En mémoire du Désert
Du désert l'image me revient – gorges altières,
caillouteuses, austères, où défilent les spectres
de milliers de preux aux casques damasquinés,
empointés d'un croissant de lune. Superbes
sur leurs chevaux noirs à la robe lustrée,
ils scintillent d'un sombre éclat qui miroite en
des nappes improbables d'eaux frissonnantes.

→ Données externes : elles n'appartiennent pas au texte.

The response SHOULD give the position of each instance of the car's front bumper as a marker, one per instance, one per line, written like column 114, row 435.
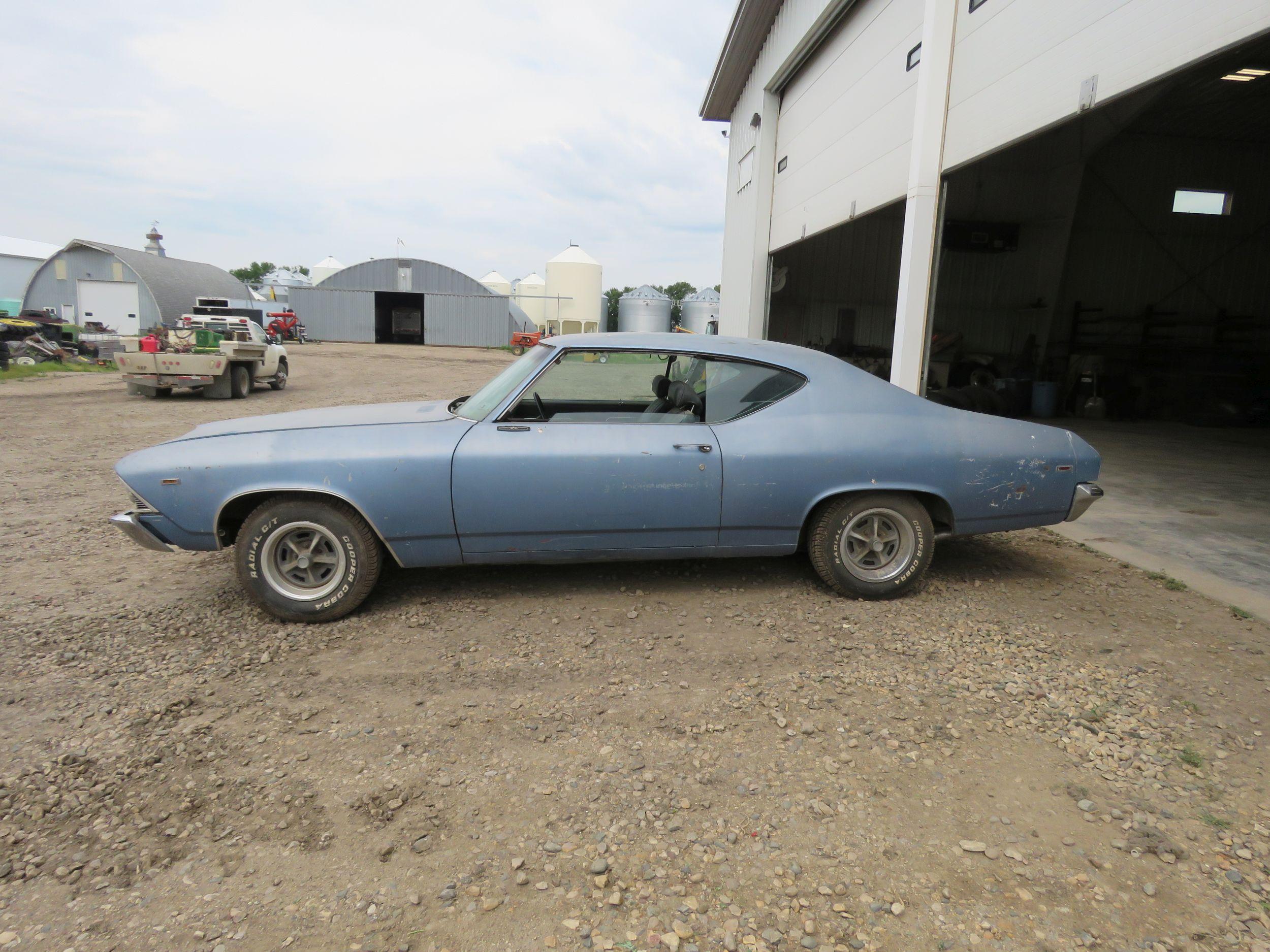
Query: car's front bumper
column 139, row 532
column 1086, row 494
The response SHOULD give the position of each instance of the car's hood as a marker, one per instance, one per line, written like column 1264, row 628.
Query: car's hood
column 327, row 418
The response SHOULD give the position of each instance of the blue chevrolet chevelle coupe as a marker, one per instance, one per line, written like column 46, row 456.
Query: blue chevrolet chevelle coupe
column 604, row 447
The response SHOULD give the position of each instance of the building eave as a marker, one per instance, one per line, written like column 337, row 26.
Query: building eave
column 751, row 23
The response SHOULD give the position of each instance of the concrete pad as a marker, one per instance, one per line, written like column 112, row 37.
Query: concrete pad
column 1190, row 502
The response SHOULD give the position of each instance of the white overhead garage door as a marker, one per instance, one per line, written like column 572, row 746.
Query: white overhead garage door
column 846, row 122
column 113, row 303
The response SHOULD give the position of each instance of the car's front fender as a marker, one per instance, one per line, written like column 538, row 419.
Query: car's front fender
column 395, row 475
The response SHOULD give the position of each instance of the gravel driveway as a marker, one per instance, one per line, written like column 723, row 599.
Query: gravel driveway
column 1040, row 749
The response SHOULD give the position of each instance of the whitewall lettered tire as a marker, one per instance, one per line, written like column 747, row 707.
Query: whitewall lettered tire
column 308, row 560
column 875, row 545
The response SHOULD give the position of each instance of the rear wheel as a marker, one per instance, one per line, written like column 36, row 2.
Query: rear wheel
column 280, row 379
column 305, row 560
column 240, row 381
column 877, row 545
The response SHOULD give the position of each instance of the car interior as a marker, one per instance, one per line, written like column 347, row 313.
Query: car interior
column 648, row 387
column 667, row 400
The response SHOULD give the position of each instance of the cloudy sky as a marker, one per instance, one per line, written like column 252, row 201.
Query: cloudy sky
column 484, row 134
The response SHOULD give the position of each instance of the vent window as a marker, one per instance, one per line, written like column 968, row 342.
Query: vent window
column 1202, row 202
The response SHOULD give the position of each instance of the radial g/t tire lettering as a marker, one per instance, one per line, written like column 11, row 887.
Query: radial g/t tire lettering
column 306, row 560
column 875, row 545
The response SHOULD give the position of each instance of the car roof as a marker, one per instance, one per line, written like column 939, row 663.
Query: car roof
column 796, row 358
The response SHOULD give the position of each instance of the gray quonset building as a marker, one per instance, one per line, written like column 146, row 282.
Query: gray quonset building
column 407, row 300
column 123, row 287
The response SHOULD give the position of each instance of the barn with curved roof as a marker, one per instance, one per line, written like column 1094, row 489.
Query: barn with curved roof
column 407, row 301
column 125, row 287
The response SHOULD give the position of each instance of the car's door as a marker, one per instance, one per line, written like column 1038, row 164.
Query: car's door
column 588, row 460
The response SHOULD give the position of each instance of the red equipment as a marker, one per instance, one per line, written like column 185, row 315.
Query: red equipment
column 285, row 325
column 522, row 339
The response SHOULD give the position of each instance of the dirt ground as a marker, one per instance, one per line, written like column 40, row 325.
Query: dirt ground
column 1042, row 748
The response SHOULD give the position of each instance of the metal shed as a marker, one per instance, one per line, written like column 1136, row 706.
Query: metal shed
column 123, row 287
column 407, row 300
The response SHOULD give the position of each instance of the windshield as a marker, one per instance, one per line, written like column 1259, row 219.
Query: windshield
column 479, row 405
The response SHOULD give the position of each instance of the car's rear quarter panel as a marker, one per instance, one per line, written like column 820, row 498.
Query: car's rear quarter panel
column 847, row 432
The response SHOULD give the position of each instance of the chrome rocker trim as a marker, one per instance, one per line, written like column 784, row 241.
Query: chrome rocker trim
column 1086, row 494
column 134, row 529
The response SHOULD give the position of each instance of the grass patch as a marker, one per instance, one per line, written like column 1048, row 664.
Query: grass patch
column 1098, row 712
column 40, row 370
column 1190, row 757
column 1169, row 582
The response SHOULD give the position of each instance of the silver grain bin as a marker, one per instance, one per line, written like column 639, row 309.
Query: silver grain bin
column 646, row 310
column 697, row 310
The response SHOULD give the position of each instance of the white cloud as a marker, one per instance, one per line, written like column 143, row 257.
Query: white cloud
column 484, row 134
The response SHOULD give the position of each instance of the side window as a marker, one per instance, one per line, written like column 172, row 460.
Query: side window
column 735, row 389
column 601, row 386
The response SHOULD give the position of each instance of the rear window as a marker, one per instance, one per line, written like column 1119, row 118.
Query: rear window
column 736, row 389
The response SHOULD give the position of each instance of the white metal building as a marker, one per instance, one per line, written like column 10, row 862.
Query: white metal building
column 1042, row 181
column 125, row 288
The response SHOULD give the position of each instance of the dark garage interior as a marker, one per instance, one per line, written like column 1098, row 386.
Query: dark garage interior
column 1121, row 260
column 399, row 318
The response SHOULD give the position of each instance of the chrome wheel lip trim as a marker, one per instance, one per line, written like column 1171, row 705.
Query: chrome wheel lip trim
column 901, row 560
column 276, row 580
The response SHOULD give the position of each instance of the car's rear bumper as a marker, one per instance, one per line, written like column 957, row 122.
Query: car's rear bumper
column 139, row 532
column 1086, row 494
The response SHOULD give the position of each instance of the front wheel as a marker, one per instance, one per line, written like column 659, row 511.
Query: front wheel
column 877, row 545
column 305, row 560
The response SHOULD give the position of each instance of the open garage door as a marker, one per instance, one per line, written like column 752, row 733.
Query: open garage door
column 116, row 304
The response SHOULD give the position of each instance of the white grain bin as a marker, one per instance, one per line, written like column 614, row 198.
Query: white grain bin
column 646, row 309
column 531, row 293
column 697, row 310
column 577, row 280
column 324, row 268
column 497, row 283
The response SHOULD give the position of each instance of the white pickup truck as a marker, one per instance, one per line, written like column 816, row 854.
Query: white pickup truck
column 243, row 358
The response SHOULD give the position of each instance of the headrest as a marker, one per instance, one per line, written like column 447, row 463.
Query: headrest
column 685, row 398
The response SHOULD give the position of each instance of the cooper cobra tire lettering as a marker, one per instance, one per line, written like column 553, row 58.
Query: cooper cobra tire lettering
column 827, row 523
column 360, row 545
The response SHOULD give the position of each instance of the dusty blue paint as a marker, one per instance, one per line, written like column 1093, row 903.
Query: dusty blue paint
column 442, row 490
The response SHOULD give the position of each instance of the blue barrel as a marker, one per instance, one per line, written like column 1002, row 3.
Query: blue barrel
column 1044, row 400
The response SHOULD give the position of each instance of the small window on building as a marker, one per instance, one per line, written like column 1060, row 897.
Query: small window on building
column 1202, row 202
column 746, row 169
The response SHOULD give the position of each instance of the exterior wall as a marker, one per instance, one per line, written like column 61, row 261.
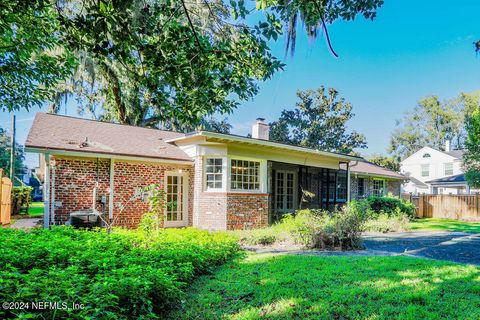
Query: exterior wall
column 72, row 182
column 73, row 179
column 392, row 186
column 227, row 210
column 247, row 211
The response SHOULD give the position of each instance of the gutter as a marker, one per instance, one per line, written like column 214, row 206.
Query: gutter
column 102, row 155
column 264, row 143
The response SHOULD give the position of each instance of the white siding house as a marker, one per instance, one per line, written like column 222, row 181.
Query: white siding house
column 432, row 171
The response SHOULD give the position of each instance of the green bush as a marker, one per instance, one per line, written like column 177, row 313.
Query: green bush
column 385, row 223
column 313, row 228
column 391, row 206
column 120, row 276
column 21, row 198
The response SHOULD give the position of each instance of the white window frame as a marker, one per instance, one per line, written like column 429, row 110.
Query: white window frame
column 224, row 174
column 383, row 192
column 422, row 171
column 445, row 168
column 262, row 174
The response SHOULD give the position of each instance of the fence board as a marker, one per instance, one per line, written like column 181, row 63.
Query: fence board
column 458, row 207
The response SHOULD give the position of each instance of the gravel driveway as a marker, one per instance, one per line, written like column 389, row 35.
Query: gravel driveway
column 452, row 246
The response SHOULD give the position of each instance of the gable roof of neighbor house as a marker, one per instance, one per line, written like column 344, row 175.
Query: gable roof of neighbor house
column 456, row 179
column 457, row 154
column 370, row 169
column 62, row 133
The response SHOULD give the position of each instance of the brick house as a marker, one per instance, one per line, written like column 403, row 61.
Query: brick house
column 215, row 181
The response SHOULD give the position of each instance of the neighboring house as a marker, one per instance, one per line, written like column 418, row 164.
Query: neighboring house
column 435, row 171
column 369, row 179
column 215, row 181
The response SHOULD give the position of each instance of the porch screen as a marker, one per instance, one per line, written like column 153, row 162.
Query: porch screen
column 245, row 175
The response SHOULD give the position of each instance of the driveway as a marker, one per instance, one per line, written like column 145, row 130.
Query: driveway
column 451, row 246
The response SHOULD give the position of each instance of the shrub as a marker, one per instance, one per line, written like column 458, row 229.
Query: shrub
column 391, row 206
column 122, row 276
column 21, row 197
column 385, row 223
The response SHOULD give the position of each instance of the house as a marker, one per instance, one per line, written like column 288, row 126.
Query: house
column 435, row 171
column 215, row 181
column 369, row 179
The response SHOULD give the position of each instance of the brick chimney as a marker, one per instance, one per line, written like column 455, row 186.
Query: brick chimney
column 261, row 130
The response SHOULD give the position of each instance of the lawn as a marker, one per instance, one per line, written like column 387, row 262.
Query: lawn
column 445, row 225
column 36, row 209
column 309, row 287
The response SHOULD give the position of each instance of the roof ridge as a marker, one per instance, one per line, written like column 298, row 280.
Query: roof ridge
column 105, row 122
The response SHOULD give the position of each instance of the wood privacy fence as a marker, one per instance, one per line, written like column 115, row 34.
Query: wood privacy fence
column 459, row 207
column 5, row 199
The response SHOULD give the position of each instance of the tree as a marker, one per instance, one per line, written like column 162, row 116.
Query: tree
column 431, row 123
column 471, row 158
column 31, row 63
column 149, row 62
column 5, row 147
column 386, row 162
column 316, row 14
column 319, row 121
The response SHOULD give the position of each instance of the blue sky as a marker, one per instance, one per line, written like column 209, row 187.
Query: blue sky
column 411, row 50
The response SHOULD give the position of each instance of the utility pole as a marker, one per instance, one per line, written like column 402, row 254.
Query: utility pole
column 12, row 150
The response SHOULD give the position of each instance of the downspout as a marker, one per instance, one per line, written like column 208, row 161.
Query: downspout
column 52, row 198
column 110, row 197
column 355, row 163
column 46, row 193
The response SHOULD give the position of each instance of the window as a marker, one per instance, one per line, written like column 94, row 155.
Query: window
column 341, row 186
column 245, row 175
column 378, row 187
column 214, row 173
column 425, row 170
column 361, row 187
column 448, row 169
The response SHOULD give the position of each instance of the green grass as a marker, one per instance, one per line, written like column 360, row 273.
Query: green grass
column 445, row 225
column 36, row 209
column 309, row 287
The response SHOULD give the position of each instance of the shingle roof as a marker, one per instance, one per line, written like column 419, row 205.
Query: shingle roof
column 459, row 178
column 55, row 132
column 455, row 153
column 371, row 169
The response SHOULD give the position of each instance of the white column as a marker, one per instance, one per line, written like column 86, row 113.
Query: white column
column 46, row 193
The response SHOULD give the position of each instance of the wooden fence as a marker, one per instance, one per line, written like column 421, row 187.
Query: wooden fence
column 5, row 199
column 459, row 207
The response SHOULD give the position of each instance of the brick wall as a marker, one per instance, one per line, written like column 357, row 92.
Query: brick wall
column 247, row 211
column 393, row 186
column 74, row 180
column 227, row 210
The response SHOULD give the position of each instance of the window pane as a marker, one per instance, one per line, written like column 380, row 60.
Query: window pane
column 245, row 175
column 214, row 171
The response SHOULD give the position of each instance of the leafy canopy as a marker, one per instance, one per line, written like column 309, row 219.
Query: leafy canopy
column 31, row 63
column 431, row 123
column 318, row 121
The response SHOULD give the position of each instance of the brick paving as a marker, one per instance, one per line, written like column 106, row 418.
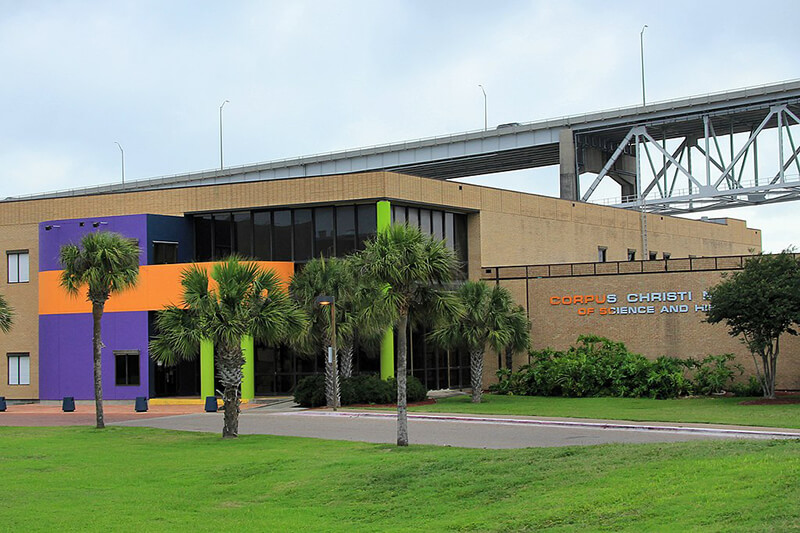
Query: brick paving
column 84, row 414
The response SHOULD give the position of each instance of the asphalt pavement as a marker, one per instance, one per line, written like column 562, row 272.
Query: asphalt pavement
column 455, row 430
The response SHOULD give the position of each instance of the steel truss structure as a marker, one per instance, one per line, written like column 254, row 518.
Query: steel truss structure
column 718, row 161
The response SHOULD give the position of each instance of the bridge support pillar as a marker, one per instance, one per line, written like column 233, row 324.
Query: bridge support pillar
column 567, row 163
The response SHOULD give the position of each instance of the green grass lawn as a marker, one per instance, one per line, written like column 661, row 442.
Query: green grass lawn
column 139, row 479
column 709, row 410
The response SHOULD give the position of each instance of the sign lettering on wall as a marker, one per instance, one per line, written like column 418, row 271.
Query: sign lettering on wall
column 634, row 303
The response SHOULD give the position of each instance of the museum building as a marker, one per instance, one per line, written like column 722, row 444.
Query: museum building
column 283, row 223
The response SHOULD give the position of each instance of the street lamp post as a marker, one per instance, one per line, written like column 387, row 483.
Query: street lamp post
column 221, row 166
column 122, row 153
column 331, row 363
column 641, row 53
column 485, row 108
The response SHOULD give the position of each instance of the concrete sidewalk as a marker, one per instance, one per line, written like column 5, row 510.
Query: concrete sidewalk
column 458, row 430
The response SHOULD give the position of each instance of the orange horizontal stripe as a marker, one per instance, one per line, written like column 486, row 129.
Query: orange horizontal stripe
column 158, row 286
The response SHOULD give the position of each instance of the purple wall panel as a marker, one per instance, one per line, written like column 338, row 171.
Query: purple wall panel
column 65, row 355
column 63, row 232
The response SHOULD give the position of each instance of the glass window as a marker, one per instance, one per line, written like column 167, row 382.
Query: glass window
column 324, row 234
column 262, row 235
column 18, row 267
column 425, row 221
column 19, row 369
column 243, row 234
column 367, row 223
column 165, row 253
column 399, row 214
column 203, row 238
column 127, row 367
column 223, row 245
column 345, row 230
column 449, row 231
column 413, row 217
column 282, row 245
column 303, row 234
column 460, row 230
column 438, row 225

Chaleur et gel à pierres fendre. Ici règne la
solitude du dieu. Les draperies immenses qui
empourprent le matin, les cieux glorieux de
couleurs et silence inouïs, les orgues cristallines
des grains de silice qui dévalent sous le vent
l'autre versant de la dune ; le foyer noirci
où brillent au matin, parmi l'encor rougeoyante
cendre, une ou deux flaques de verre... Ici,
l'atmosphère de l'aube est si transparente
qu'on peut, comme derrière un vitrail, apercevoiir
le mystère derrière la lumière. Aux falaises
la pierre est déjà couturée de signes : à celui
qui passe, l'effort de leur donner un sens. Et,
quand la nuit, en son caftan d'étoiles grelottantes,
descend les marches de l'ombre et du froid,
en regardant le ciel, on reçoit - comme l'éclair
d'un poignard qui frapperait de nulle part -
l'absurde conviction que l'âme est éternelle...
Grandir
Est-il vraiment passé le temps
du plaisir de vivre, de l'insouciance,
des grands rires dans la prairie
au milieu des amis, le dimanche,
lors de ces pique-niques où les filles
ont du rose aux joues et des yeux
rendus obliques par la tentation. Le temps
où par des soirs d'un bleu serein et sans
menaces, on regardait s'allonger les ombres
régulières de la haie de peupliers
en écoutant un rossignol caché comme
une feuille à contre-ciel. Grandir,
c'est gober ce temps-là, avec les illusions
de paradis que faisait naître un frisottis
doré sur une nuque, près d'une oreille
roulée comme un Tanagra : «appâts»
(selon la galante expression de jadis)
qui, ainsi que ces papiers étoilés
de Noël, enveloppent en guise
de friandise l'écrasant fardeau
de la réalité, pareille à une pleine
lune à la porte d'un château écroulé.